We wszystkich pozostałych latach firma korzystała z praktyki transferów między podmiotami powiązanymi, traktując zyski wygenerowane w W. Brytanii jako zapłatę za prawo korzystania ze znaku towarowego producenta, którego właścicielem był jej oddział w Holandii. Praktyka ta umożliwiała Starbucksowi wykazywanie straty.
Sprawa ta przyniosła firmie negatywny rozgłos i wywołała falę protestów. Centrala związkowa GMB zorganizowała w czwartek wiec przed jedną z kawiarni Starbucksa w dzielnicy Merton w południowo-zachodnim Londynie na znak sprzeciwu wobec niskich zarobków pracowników firmy.
Demonstracje przeciwko Starbucksowi zapowiedziała na sobotę społeczna grupa nacisku UK Uncut, domagająca się od rządu energicznego egzekwowania od międzynarodowych korporacji zobowiązań podatkowych. Aktywiści zamierzają pikietować ok. 40 kawiarni w całym kraju.

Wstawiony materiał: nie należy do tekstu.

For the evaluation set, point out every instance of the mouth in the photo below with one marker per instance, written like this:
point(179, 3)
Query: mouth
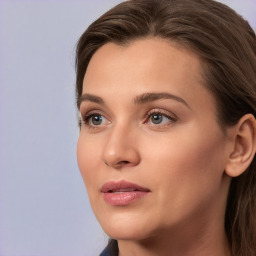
point(122, 192)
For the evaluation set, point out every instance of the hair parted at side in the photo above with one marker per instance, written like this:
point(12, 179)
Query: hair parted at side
point(227, 46)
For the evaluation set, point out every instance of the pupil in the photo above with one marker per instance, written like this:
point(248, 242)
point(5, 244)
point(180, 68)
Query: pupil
point(96, 120)
point(157, 119)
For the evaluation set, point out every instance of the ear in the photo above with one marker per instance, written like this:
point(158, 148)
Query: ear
point(244, 146)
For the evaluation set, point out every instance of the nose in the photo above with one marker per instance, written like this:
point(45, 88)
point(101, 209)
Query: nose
point(121, 149)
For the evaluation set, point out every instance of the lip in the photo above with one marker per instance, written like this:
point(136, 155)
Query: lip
point(122, 192)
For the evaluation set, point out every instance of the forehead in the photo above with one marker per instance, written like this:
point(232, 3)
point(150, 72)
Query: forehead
point(147, 65)
point(150, 57)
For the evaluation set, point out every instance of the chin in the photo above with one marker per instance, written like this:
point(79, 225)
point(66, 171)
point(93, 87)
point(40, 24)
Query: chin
point(126, 229)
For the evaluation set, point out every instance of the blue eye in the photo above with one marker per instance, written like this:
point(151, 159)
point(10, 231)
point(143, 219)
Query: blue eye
point(95, 120)
point(156, 118)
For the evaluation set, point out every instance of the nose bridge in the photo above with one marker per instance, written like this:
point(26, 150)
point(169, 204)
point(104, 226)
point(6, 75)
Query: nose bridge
point(120, 148)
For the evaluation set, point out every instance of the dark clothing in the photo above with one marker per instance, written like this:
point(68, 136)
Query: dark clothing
point(111, 249)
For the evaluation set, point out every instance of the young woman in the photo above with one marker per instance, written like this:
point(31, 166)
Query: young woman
point(167, 95)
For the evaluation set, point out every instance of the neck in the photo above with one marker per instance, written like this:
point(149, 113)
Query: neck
point(187, 244)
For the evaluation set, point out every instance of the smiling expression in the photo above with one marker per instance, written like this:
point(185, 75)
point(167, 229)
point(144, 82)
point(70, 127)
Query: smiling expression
point(147, 119)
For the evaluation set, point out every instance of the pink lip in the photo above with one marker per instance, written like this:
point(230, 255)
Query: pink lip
point(122, 192)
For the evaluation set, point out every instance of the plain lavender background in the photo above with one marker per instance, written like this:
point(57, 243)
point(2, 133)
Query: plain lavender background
point(44, 209)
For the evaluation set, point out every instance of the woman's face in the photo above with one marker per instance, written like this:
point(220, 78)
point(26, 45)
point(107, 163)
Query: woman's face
point(150, 151)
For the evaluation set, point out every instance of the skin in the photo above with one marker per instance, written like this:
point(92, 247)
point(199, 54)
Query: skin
point(180, 160)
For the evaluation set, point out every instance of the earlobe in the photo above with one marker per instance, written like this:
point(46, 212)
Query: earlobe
point(244, 146)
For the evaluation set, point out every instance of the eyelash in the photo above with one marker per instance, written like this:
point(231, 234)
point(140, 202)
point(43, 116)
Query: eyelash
point(167, 114)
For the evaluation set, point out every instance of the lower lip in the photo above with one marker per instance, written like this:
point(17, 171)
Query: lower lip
point(123, 198)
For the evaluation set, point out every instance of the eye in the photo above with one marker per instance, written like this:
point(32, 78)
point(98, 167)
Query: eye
point(95, 119)
point(160, 118)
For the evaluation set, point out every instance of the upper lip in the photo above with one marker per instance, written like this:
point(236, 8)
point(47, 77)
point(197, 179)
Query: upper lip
point(122, 186)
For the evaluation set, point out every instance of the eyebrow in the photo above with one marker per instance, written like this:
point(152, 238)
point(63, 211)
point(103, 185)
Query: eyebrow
point(91, 98)
point(149, 97)
point(140, 99)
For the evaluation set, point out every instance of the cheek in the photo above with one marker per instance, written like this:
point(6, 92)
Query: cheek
point(85, 153)
point(186, 165)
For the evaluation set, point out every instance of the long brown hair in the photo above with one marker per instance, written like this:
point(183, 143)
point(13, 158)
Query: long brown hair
point(227, 46)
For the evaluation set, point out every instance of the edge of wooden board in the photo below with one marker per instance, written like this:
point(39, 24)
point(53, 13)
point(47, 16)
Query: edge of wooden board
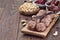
point(40, 34)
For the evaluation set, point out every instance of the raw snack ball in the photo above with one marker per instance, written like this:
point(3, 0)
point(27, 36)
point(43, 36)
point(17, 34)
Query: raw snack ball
point(40, 27)
point(41, 12)
point(31, 25)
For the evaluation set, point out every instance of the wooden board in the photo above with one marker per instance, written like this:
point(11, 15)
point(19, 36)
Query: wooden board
point(40, 34)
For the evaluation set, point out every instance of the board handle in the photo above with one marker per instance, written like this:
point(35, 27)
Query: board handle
point(30, 1)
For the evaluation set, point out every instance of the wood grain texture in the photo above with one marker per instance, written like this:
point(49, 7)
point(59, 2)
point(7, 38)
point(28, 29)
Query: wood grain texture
point(10, 27)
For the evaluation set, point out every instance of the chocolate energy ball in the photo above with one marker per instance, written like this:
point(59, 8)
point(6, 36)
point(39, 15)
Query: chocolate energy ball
point(40, 27)
point(31, 25)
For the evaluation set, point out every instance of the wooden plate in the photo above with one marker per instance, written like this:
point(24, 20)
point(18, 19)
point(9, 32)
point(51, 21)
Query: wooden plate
point(40, 34)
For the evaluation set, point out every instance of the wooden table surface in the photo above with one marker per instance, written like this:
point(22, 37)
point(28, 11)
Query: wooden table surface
point(10, 26)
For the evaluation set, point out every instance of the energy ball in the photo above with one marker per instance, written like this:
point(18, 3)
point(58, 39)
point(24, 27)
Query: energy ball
point(31, 25)
point(40, 27)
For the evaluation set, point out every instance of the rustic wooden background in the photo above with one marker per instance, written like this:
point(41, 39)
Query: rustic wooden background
point(10, 26)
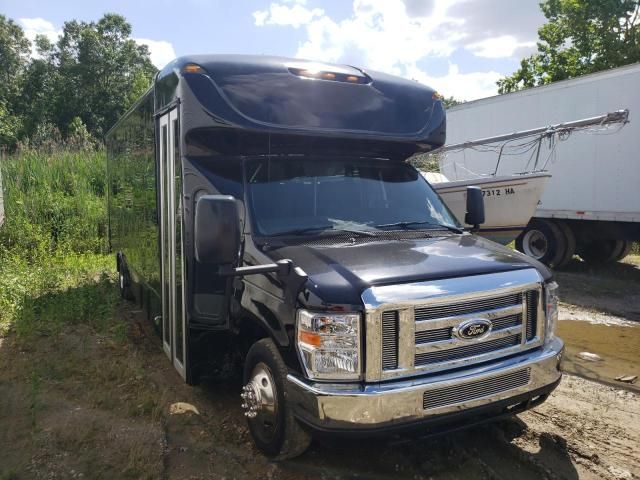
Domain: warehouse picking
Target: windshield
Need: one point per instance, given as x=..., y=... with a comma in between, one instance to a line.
x=305, y=195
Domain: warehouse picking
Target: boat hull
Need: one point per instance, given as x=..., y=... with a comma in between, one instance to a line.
x=509, y=202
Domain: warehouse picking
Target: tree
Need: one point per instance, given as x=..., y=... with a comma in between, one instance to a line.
x=581, y=36
x=14, y=55
x=98, y=67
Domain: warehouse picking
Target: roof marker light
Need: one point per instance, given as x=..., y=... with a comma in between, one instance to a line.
x=334, y=76
x=192, y=68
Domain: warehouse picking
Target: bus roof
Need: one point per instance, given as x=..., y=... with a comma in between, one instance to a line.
x=289, y=96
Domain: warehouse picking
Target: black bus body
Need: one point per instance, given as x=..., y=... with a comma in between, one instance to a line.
x=262, y=212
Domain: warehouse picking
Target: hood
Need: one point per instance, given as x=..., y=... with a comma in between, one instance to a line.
x=339, y=274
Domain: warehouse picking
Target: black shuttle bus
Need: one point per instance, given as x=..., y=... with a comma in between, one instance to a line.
x=263, y=213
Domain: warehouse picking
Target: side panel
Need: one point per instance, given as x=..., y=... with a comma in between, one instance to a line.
x=133, y=209
x=594, y=175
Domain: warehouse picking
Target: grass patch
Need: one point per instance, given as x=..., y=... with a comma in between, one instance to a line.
x=54, y=267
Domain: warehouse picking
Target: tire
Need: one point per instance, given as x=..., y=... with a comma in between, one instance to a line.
x=124, y=281
x=599, y=252
x=626, y=249
x=274, y=429
x=544, y=241
x=570, y=243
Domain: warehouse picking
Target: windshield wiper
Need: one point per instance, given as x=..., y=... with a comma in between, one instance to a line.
x=428, y=224
x=305, y=230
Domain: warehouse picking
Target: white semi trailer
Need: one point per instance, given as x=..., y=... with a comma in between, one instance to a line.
x=591, y=205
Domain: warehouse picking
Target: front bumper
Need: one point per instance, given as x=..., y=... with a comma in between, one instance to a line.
x=398, y=404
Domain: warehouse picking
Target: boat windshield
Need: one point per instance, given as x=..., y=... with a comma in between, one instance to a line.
x=299, y=196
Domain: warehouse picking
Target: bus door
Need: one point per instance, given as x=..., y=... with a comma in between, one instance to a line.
x=171, y=242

Oprócz Starbucksa za stosowanie rozmaitych wybiegów celem uniknięcia zobowiązań podatkowych oskarżane są m.in. globalne korporacje Amazon, Apple i Google. Dyrektorzy tych firm byli przesłuchiwani przez komisję śledczą Izby Gmin ds. finansów publicznych i napiętnowani w jej raporcie.